El juicio decretado contra Babilonia, posiblemente se debió a que no comprendió que solo era un instrumento utilizado por el único Dios verdadero para traer juicio sobre todas las naciones rebeldes e idólatras. Al no comprender eso, Babilonia se envaneció y no dio crédito de sus victorias a Dios, sino que dio crédito de sus logros a sus dioses. La caída del imperio babilonio, sería finalmente la señal del inicio del cumplimiento de las promesas hechas por el Señor a sus profetas y a los fieles israelitas que no se dejaron contaminar de las acciones perversas de los líderes religiosos de la nación y sus gobernantes. Dios había hecho una promesa a los profetas y al remanente fiel, que a su debido tiempo, destruiría a las naciones opresoras y les devolvería las tierras de sus antepasados.

Tras la liberación del cautiverio babilonio, de nuevo las doce tribus de Israel se unirían para constituir la nueva y única nación del Dios eterno, como lo había sido en un inicio muchos siglos atrás, antes de que se diera la división de los reinos. En esos días, los repatriados seguirían su camino a Jerusalén llorando con lágrimas de arrepentimiento por el pasado pecado de su pueblo, los cuales habían sido las causantes de la tragedia de la nación. Después de tantos desvaríos reconocerían que el eterno Creador debe ser el único centro de sus corazones. Con ese pensamiento y todas sus ilusiones buscarían el rostro del único Dios verdadero, el rostro del Dios de sus antepasados.
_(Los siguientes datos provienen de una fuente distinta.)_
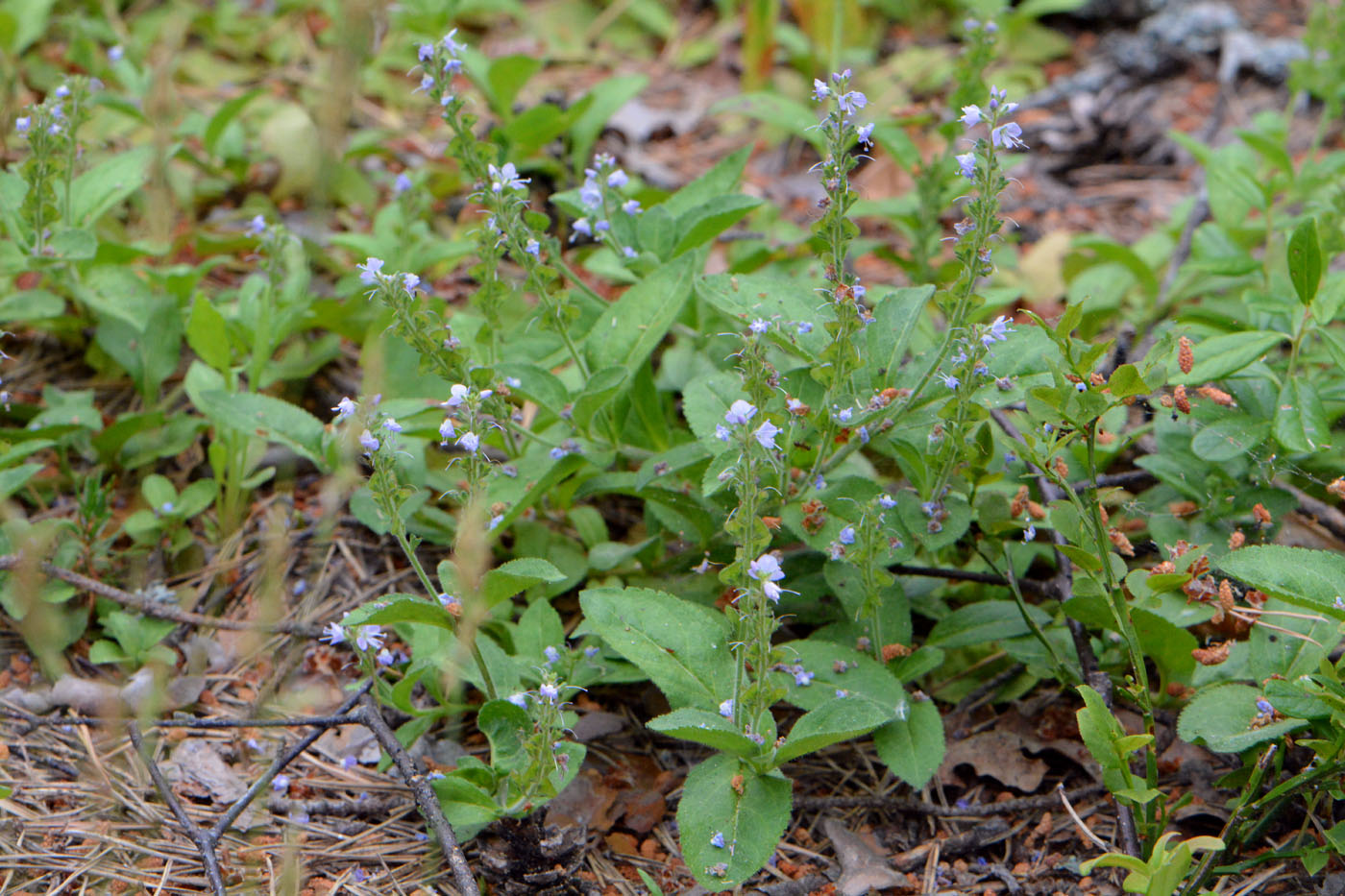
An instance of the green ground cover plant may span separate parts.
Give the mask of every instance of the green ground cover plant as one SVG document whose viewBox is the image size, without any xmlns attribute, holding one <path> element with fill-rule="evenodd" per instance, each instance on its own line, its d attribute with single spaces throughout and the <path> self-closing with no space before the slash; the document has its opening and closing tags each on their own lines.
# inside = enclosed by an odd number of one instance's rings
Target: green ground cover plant
<svg viewBox="0 0 1345 896">
<path fill-rule="evenodd" d="M 312 475 L 412 570 L 320 620 L 358 663 L 352 692 L 405 718 L 404 748 L 444 725 L 488 743 L 430 775 L 460 841 L 576 779 L 580 693 L 651 682 L 666 712 L 644 724 L 697 757 L 682 861 L 710 892 L 738 888 L 790 825 L 792 761 L 872 739 L 919 790 L 946 755 L 940 700 L 1007 670 L 1001 700 L 1063 692 L 1111 796 L 1116 841 L 1081 872 L 1120 868 L 1127 892 L 1159 896 L 1274 861 L 1340 865 L 1345 558 L 1276 544 L 1291 511 L 1345 498 L 1338 57 L 1294 73 L 1319 102 L 1311 152 L 1286 149 L 1289 112 L 1217 148 L 1177 135 L 1208 215 L 1188 202 L 1132 245 L 1075 238 L 1048 319 L 1003 277 L 1001 202 L 1033 151 L 1014 101 L 1033 83 L 1025 34 L 1064 4 L 948 4 L 963 48 L 947 105 L 901 122 L 842 31 L 901 4 L 800 3 L 788 23 L 779 4 L 718 4 L 745 23 L 725 114 L 815 155 L 808 231 L 744 184 L 751 147 L 675 190 L 594 152 L 648 79 L 538 98 L 546 62 L 473 46 L 491 4 L 405 3 L 377 50 L 373 7 L 335 4 L 332 65 L 350 74 L 332 102 L 371 90 L 406 110 L 340 149 L 340 113 L 264 86 L 171 118 L 136 43 L 61 19 L 79 5 L 0 4 L 15 58 L 48 26 L 70 35 L 62 65 L 32 61 L 40 100 L 12 117 L 0 323 L 125 386 L 116 408 L 58 381 L 0 394 L 0 609 L 48 678 L 75 658 L 187 662 L 165 643 L 180 619 L 86 603 L 51 568 L 176 607 L 163 574 L 258 538 L 253 502 Z M 235 15 L 165 4 L 144 27 L 227 43 Z M 632 40 L 667 36 L 663 4 L 621 15 Z M 1340 16 L 1314 16 L 1314 42 L 1337 46 Z M 772 86 L 776 50 L 811 90 Z M 395 130 L 444 157 L 362 165 Z M 260 147 L 272 196 L 342 226 L 249 195 Z M 888 207 L 853 180 L 877 152 L 912 175 Z M 190 239 L 168 226 L 238 194 Z M 363 226 L 346 227 L 354 206 Z M 876 245 L 861 215 L 902 245 Z M 901 276 L 863 283 L 866 253 Z M 327 410 L 313 378 L 351 358 L 356 385 Z M 1174 736 L 1239 757 L 1219 835 L 1180 830 L 1189 796 L 1159 775 Z"/>
</svg>

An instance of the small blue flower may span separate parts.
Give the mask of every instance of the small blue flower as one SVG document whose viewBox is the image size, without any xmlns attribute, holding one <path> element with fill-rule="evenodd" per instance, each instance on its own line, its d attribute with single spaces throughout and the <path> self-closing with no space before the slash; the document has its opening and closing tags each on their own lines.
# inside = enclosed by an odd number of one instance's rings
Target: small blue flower
<svg viewBox="0 0 1345 896">
<path fill-rule="evenodd" d="M 734 425 L 745 424 L 752 420 L 756 414 L 756 405 L 749 401 L 738 398 L 732 405 L 729 405 L 729 412 L 724 414 L 724 421 Z"/>
<path fill-rule="evenodd" d="M 850 93 L 843 93 L 837 97 L 837 106 L 839 106 L 841 112 L 847 116 L 854 114 L 866 105 L 869 105 L 869 98 L 858 90 L 851 90 Z"/>
<path fill-rule="evenodd" d="M 752 433 L 752 437 L 756 439 L 757 444 L 761 445 L 763 448 L 771 449 L 771 448 L 776 447 L 775 437 L 779 433 L 780 433 L 780 428 L 776 426 L 769 420 L 765 420 L 765 421 L 761 422 L 760 426 L 757 426 L 756 432 Z"/>
<path fill-rule="evenodd" d="M 463 50 L 467 50 L 467 44 L 457 43 L 456 40 L 453 40 L 455 34 L 457 34 L 457 28 L 453 28 L 452 31 L 444 35 L 444 48 L 456 57 L 460 52 L 463 52 Z"/>
<path fill-rule="evenodd" d="M 373 287 L 378 283 L 379 274 L 383 273 L 383 260 L 370 256 L 364 264 L 355 265 L 355 268 L 359 270 L 359 281 L 366 287 Z"/>
<path fill-rule="evenodd" d="M 1028 144 L 1020 137 L 1022 137 L 1022 128 L 1015 121 L 1002 124 L 990 132 L 990 143 L 1005 149 L 1026 149 Z"/>
</svg>

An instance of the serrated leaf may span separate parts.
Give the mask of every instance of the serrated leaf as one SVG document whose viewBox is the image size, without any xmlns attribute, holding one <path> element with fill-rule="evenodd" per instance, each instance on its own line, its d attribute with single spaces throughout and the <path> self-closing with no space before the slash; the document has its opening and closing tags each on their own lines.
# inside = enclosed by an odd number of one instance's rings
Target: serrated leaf
<svg viewBox="0 0 1345 896">
<path fill-rule="evenodd" d="M 1237 373 L 1290 336 L 1282 332 L 1231 332 L 1204 339 L 1196 346 L 1196 365 L 1189 374 L 1171 374 L 1174 383 L 1201 385 Z"/>
<path fill-rule="evenodd" d="M 565 573 L 555 564 L 541 557 L 519 557 L 486 573 L 483 592 L 487 605 L 494 607 L 521 591 L 542 583 L 565 581 Z"/>
<path fill-rule="evenodd" d="M 912 787 L 924 787 L 947 751 L 939 708 L 928 700 L 912 701 L 905 718 L 873 732 L 873 745 L 893 775 Z"/>
<path fill-rule="evenodd" d="M 1221 753 L 1240 753 L 1268 740 L 1279 740 L 1307 724 L 1303 718 L 1284 718 L 1252 728 L 1259 698 L 1260 692 L 1251 685 L 1220 685 L 1204 690 L 1181 712 L 1177 735 L 1188 743 L 1204 741 Z"/>
<path fill-rule="evenodd" d="M 725 753 L 742 757 L 757 756 L 761 747 L 733 725 L 733 720 L 709 709 L 683 706 L 651 718 L 646 726 L 671 737 L 705 744 Z"/>
<path fill-rule="evenodd" d="M 1330 420 L 1310 382 L 1284 381 L 1275 405 L 1275 439 L 1287 451 L 1321 451 L 1332 444 Z"/>
<path fill-rule="evenodd" d="M 1213 560 L 1215 566 L 1268 595 L 1345 619 L 1334 603 L 1345 593 L 1345 557 L 1330 550 L 1252 545 Z"/>
<path fill-rule="evenodd" d="M 698 884 L 722 892 L 757 873 L 790 823 L 790 782 L 759 775 L 736 756 L 710 756 L 691 770 L 677 822 L 682 857 Z M 724 846 L 716 846 L 716 838 Z"/>
<path fill-rule="evenodd" d="M 775 761 L 783 766 L 791 759 L 816 752 L 830 744 L 866 735 L 896 718 L 898 709 L 907 712 L 908 705 L 905 697 L 896 705 L 884 705 L 858 696 L 830 700 L 806 712 L 794 722 L 794 728 L 775 755 Z"/>
<path fill-rule="evenodd" d="M 639 666 L 674 708 L 714 710 L 728 696 L 733 659 L 722 613 L 652 588 L 589 588 L 586 624 Z"/>
<path fill-rule="evenodd" d="M 593 369 L 624 367 L 633 377 L 663 342 L 691 296 L 694 272 L 694 258 L 678 258 L 643 277 L 608 305 L 584 342 Z"/>
</svg>

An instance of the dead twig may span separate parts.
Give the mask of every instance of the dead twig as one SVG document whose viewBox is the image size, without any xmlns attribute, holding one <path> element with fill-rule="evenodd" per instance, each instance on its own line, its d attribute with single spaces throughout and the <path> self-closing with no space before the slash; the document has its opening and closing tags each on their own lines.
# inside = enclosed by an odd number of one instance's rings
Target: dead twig
<svg viewBox="0 0 1345 896">
<path fill-rule="evenodd" d="M 15 569 L 23 565 L 24 558 L 19 554 L 0 554 L 0 572 Z M 289 623 L 277 622 L 272 626 L 258 626 L 250 622 L 239 622 L 235 619 L 219 619 L 218 616 L 204 616 L 202 613 L 194 613 L 186 609 L 180 609 L 174 604 L 160 603 L 152 597 L 144 595 L 132 595 L 128 591 L 116 588 L 106 583 L 101 583 L 97 578 L 90 578 L 82 573 L 77 573 L 73 569 L 63 569 L 46 560 L 39 561 L 36 568 L 42 570 L 43 574 L 52 578 L 59 578 L 67 585 L 74 585 L 81 591 L 86 591 L 91 595 L 98 595 L 100 597 L 106 597 L 108 600 L 116 601 L 128 609 L 134 609 L 136 612 L 144 613 L 145 616 L 153 616 L 155 619 L 167 619 L 175 623 L 183 623 L 188 626 L 206 626 L 210 628 L 225 628 L 229 631 L 269 631 L 280 632 L 285 635 L 297 635 L 300 638 L 317 638 L 321 635 L 321 628 L 319 626 L 309 626 L 308 623 Z"/>
<path fill-rule="evenodd" d="M 463 896 L 480 896 L 476 880 L 472 877 L 472 869 L 467 865 L 467 856 L 463 854 L 463 848 L 457 845 L 453 827 L 444 818 L 444 810 L 438 805 L 438 796 L 429 786 L 429 780 L 416 768 L 410 753 L 398 743 L 393 729 L 387 725 L 387 720 L 383 718 L 378 702 L 369 694 L 363 694 L 359 698 L 359 705 L 364 725 L 374 733 L 374 737 L 387 751 L 387 755 L 393 757 L 397 771 L 402 775 L 402 780 L 406 782 L 406 786 L 410 787 L 412 794 L 416 796 L 416 805 L 420 806 L 421 814 L 425 815 L 425 822 L 434 830 L 440 849 L 444 850 L 444 857 L 448 858 L 449 868 L 453 869 L 453 880 L 457 883 L 457 889 Z"/>
</svg>

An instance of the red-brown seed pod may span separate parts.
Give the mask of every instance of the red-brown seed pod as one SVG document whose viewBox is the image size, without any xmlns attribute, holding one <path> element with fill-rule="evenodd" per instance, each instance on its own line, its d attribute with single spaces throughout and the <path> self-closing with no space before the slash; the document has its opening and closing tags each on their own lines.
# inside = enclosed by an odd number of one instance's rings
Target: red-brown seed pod
<svg viewBox="0 0 1345 896">
<path fill-rule="evenodd" d="M 1235 408 L 1235 406 L 1237 406 L 1237 402 L 1233 401 L 1232 396 L 1229 396 L 1223 389 L 1217 389 L 1215 386 L 1201 386 L 1200 389 L 1196 390 L 1196 394 L 1198 394 L 1202 398 L 1209 398 L 1210 401 L 1213 401 L 1216 405 L 1219 405 L 1221 408 Z"/>
<path fill-rule="evenodd" d="M 1177 386 L 1173 389 L 1173 404 L 1177 405 L 1177 410 L 1184 414 L 1190 413 L 1190 398 L 1186 397 L 1186 386 Z"/>
<path fill-rule="evenodd" d="M 1210 644 L 1209 647 L 1197 647 L 1190 651 L 1190 655 L 1196 658 L 1196 662 L 1201 666 L 1217 666 L 1219 663 L 1228 659 L 1228 651 L 1232 648 L 1232 642 L 1225 640 L 1221 644 Z"/>
<path fill-rule="evenodd" d="M 1266 510 L 1266 505 L 1260 502 L 1256 502 L 1256 506 L 1252 507 L 1252 518 L 1256 519 L 1258 526 L 1268 526 L 1271 525 L 1271 522 L 1274 522 L 1271 519 L 1270 511 Z"/>
<path fill-rule="evenodd" d="M 1196 366 L 1196 352 L 1192 351 L 1192 342 L 1186 336 L 1177 340 L 1177 366 L 1181 367 L 1182 373 L 1190 373 L 1190 369 Z"/>
</svg>

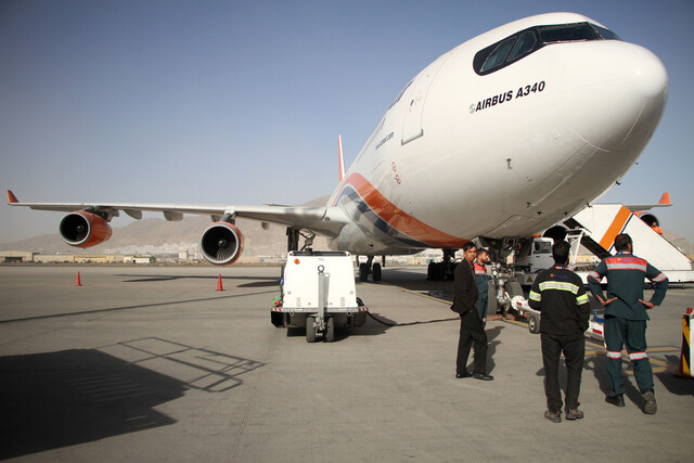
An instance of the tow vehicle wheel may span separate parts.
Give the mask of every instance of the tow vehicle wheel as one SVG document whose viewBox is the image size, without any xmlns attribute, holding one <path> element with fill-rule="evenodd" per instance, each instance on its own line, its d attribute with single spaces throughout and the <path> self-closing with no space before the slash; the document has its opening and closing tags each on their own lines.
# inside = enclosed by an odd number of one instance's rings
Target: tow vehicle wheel
<svg viewBox="0 0 694 463">
<path fill-rule="evenodd" d="M 316 318 L 306 318 L 306 342 L 316 343 Z"/>
<path fill-rule="evenodd" d="M 359 265 L 359 281 L 369 280 L 369 265 L 363 262 Z"/>
<path fill-rule="evenodd" d="M 506 283 L 506 291 L 511 297 L 524 295 L 523 286 L 520 286 L 520 283 L 515 280 L 511 280 Z"/>
<path fill-rule="evenodd" d="M 335 340 L 335 319 L 330 317 L 325 322 L 325 340 L 332 343 Z"/>
<path fill-rule="evenodd" d="M 537 316 L 531 316 L 528 319 L 528 330 L 532 334 L 538 334 L 540 332 L 540 319 Z"/>
<path fill-rule="evenodd" d="M 381 281 L 381 263 L 374 263 L 372 269 L 373 281 Z"/>
</svg>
De regreso a la tierra prometida, algunos repatriados preguntarían el camino por donde seguir a la santa ciudad de Sión, ya que los que no nacieron en la santa ciudad no conocerían el camino que los lleve a su nueva morada. El remanente por fin en libertad, no tendría otra obsesión que la de volver a Jerusalén, centro de sus aspiraciones espirituales y nacionales. Con ese fulgor y alegría se aferrarían al Señor de los ejércitos celestiales con un nuevo pacto eterno, un pacto que tratarían nunca más olvidarse o quebrantarlo. El pacto que se había establecido en el monte Sinaí había sido quebrantado por sus antepasados, y era hora de echar las bases de una nueva teocracia. El nuevo pacto que Israel establecería con el Señor, había sido profetizado por el profeta Jeremías muchos años antes de que la nación fuera llevado al cautiverio. Según el profeta el nuevo pacto sería escrita en los “corazones del pueblo,” de modo que su obligatoriedad provendría no de la coacción externa, sino del anhelo íntimo del nuevo ciudadano de Israel. Jeremías 31:33.

Queridos hermanos. Dios en su amor y misericordia por su pueblo amado, tras los juicios sobre todas las naciones paganas, levantaría la disciplina impuesta a su pueblo, le liberaría de su cautiverio en Babilonia y los llevaría de nuevo a la tierra de sus antepasados para que reconstruyan nuevamente la nación. Una nación ya no dividida como lo era antes del cautiverio, sino una sola nación conformada por las doce tribus de Israel como lo fue en un principio. Hermanos. La fidelidad y el amor de Dios con sus hijos, sobrepasa cualquier entendimiento humano. Dios pese a la rebeldía de sus hijos, nunca los deja de amar, ni tampoco los deja en el olvido, Él esperará pacientemente para que sus hijos recapaciten y vuelvan a sus brazos amorosos. Por eso, si en algún momento nos apartamos de los caminos del Señor, podemos tener la certeza de que Dios no nos dejará de amar, ni tampoco nos va a dejar en el olvido. Él nos esperará con los brazos abiertos para perdonar nuestros pecados y nuestras rebeliones.